Any suggestions would be appreciated.

Thank you I understand I have been trying al kinds of ways to combine the files i get via Certify the web.

So I get a fullchain file via Certify the web that contains my certificate and the intermediate in one file I combine that with the private key also from Certify the web using CAT and then clean up the Windows CRLF so its only LF.

There a no extra line brakes other weird charterers, it is in UTF8 format but so is the *.schmiedmann.com certificate which comes from Sectigo and it validates ok.

The structure is straight forward..

-----BEGIN CERTIFICATE-----
Leaf for yourdomain
-----END CERTIFICATE-----
-----BEGIN CERTIFICATE-----
Intermediate (R3 or R13)
-----END CERTIFICATE-----
-----BEGIN PRIVATE KEY-----
Your private key
-----END PRIVATE KEY-----

Why are you concatenating the private key with the certificate chain? The thing you should be serving is fullchain.pem, as provided by CertifyTheWeb, verbatim.

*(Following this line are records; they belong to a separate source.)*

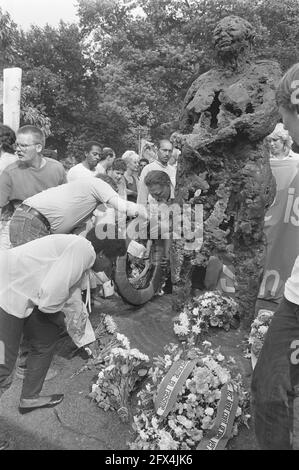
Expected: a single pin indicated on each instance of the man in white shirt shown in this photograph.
(275, 381)
(37, 280)
(161, 164)
(65, 207)
(92, 152)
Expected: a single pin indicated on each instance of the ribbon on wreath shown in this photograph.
(219, 435)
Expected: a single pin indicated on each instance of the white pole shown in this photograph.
(12, 81)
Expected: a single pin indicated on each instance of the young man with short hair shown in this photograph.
(107, 158)
(117, 174)
(37, 280)
(62, 209)
(92, 153)
(161, 164)
(275, 381)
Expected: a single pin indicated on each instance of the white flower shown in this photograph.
(206, 421)
(139, 355)
(143, 435)
(263, 329)
(209, 411)
(180, 329)
(187, 423)
(166, 441)
(155, 422)
(218, 310)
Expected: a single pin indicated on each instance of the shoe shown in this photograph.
(30, 404)
(21, 371)
(4, 445)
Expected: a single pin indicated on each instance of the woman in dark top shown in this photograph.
(132, 161)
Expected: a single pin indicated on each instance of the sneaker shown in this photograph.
(21, 371)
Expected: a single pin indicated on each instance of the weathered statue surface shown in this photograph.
(227, 113)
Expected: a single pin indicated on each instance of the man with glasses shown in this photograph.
(29, 175)
(161, 164)
(32, 172)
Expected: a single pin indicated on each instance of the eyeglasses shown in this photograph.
(25, 146)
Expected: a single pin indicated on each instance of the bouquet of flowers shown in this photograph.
(211, 309)
(122, 370)
(194, 413)
(259, 328)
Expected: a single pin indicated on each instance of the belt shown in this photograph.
(36, 214)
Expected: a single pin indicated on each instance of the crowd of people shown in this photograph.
(44, 265)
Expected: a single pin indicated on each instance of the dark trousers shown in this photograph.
(275, 382)
(41, 330)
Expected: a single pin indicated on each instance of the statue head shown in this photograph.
(232, 38)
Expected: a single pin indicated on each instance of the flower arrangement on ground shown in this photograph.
(194, 411)
(259, 328)
(211, 309)
(122, 370)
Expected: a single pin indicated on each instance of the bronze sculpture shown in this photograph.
(224, 165)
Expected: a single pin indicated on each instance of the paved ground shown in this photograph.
(77, 423)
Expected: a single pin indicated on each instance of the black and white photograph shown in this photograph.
(149, 207)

It's needed for haproxy SSL offloading says so in the documentation HAProxy SSL Termination (Offloading) in 5 Simple Steps

HI, I can answer questions about Certify The Web but can't help much with HA Proxy.

From what I gather of the thread so far you've got a valid cert from the app and you've used it to export some of the certificate components for use in HA Proxy. If you are also applying this cert automatically to IIS locally the full chain will be correct as served by that server. It would be very hard to do otherwise.

There are a number of export options in the deployment tasks feature of the app, the Deploy to Generic Server task will give you the most common components ready for use in nginx, Apache etc but if you need specific PEM format bundles you should check out the Export Certificate task because it has several more options for combined bundles:

image730×681 15 KB

The most common reason for a server (which is not IIS in this case) only serving the leaf certificate is that you've accidentally only given it the leaf certificate file instead of the fullchain.pem. You also need to restart/reload your haproxy process after you have updated the certificate files.

Correct me if there is anything I haven't understood.

This topic was automatically closed 30 days after the last reply. New replies are no longer allowed.